Jabarkhil Ajmal, Moberg Mia, Janner Julie, Petersen Mie Nymann, Jensen Camilla Bjørn, Henrik Äangquist Lars, Vestbo Jørgen, Jess Tine, Porsbjerg Celeste
Department of Respiratory Medicine, Bispebjerg Hospital, Copenhagen, Denmark.
Center for Clinical Research and Prevention, Frederiksberg Hospital, Copenhagen, Denmark.

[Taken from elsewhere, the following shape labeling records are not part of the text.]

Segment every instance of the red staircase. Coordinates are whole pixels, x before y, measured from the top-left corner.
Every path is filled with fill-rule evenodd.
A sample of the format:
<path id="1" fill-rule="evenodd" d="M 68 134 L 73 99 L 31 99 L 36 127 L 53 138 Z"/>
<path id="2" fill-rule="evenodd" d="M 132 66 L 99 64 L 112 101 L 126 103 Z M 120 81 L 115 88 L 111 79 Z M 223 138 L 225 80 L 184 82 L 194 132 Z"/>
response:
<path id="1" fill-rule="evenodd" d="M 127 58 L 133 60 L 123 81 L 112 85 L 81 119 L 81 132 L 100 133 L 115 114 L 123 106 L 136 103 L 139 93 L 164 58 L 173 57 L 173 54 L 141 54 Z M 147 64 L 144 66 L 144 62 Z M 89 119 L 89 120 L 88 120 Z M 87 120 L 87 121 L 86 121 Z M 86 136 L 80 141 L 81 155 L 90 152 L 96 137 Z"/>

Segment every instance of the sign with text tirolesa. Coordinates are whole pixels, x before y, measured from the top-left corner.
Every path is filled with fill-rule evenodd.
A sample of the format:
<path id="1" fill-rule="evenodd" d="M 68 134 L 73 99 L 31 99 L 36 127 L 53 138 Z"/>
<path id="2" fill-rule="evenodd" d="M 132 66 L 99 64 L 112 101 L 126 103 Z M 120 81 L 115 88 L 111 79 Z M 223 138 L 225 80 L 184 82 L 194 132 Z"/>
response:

Eur Clin Respir J. 2020 Apr 30;7(1):1757274. doi: 10.1080/20018525.2020.1757274. eCollection 2020.
: Elevated eosinophils in COPD is recognized as a potential risk factor for exacerbations, but the prognostic role of elevated eosinophils during exacerbations of COPD is unclear. We investigated short-term and long-term outcomes in patients with exacerbations of eosinophilic phenotype, compared with patients with low blood eosinophils. : A single-centre retrospective study of all patients admitted for a COPD exacerbation to Bispebjerg University Hospital in 2010-2011 was established by linking inpatient data with national patient and prescription registries, with a three-year follow-up period. Elevated eosinophils were defined as a blood eosinophil level at admission of ≥0.30 × 10 cells/L. : A total of 811 patients were included; 13.2% had an eosinophilic exacerbation. The eosinophilic group had less need for non-invasive ventilation, shorter inpatient stay, and lower in-hospital mortality, compared to the non-eosinophilic group. However, the eosinophilic and non-eosinophilic groups showed similar risks of readmission (incidence rate ratio[95], 0.99 [0.73-1.36]). Three-year mortality was high in both groups, although lower in the eosinophilic group (40% vs. 54%, p = 0.006). : COPD exacerbations in patients with high blood eosinophil have a better short-term prognosis without higher risk of subsequent exacerbation. Eosinophilic exacerbations have also a lower three-year mortality.
慢性阻塞性肺疾病(COPD)中嗜酸性粒细胞升高被认为是急性加重的潜在危险因素,但嗜酸性粒细胞升高在COPD急性加重期间的预后作用尚不清楚。我们调查了嗜酸性粒细胞表型急性加重患者与低血嗜酸性粒细胞患者的短期和长期预后。:通过将住院患者数据与国家患者和处方登记处相链接,对2010 - 2011年因COPD急性加重入住比斯佩比约格大学医院的所有患者进行了一项单中心回顾性研究,随访期为三年。嗜酸性粒细胞升高定义为入院时血嗜酸性粒细胞水平≥0.30×10⁹/L。:共纳入811例患者;13.2%为嗜酸性粒细胞性急性加重。与非嗜酸性粒细胞组相比,嗜酸性粒细胞组对无创通气的需求较少、住院时间较短且院内死亡率较低。然而,嗜酸性粒细胞组和非嗜酸性粒细胞组的再入院风险相似(发病率比[95%置信区间],0.99 [0.73 - 1.36])。两组的三年死亡率都很高,尽管嗜酸性粒细胞组较低(40%对54%,p = 0.006)。:血嗜酸性粒细胞水平高的患者发生COPD急性加重的短期预后较好,且后续急性加重风险不高。嗜酸性粒细胞性急性加重的三年死亡率也较低。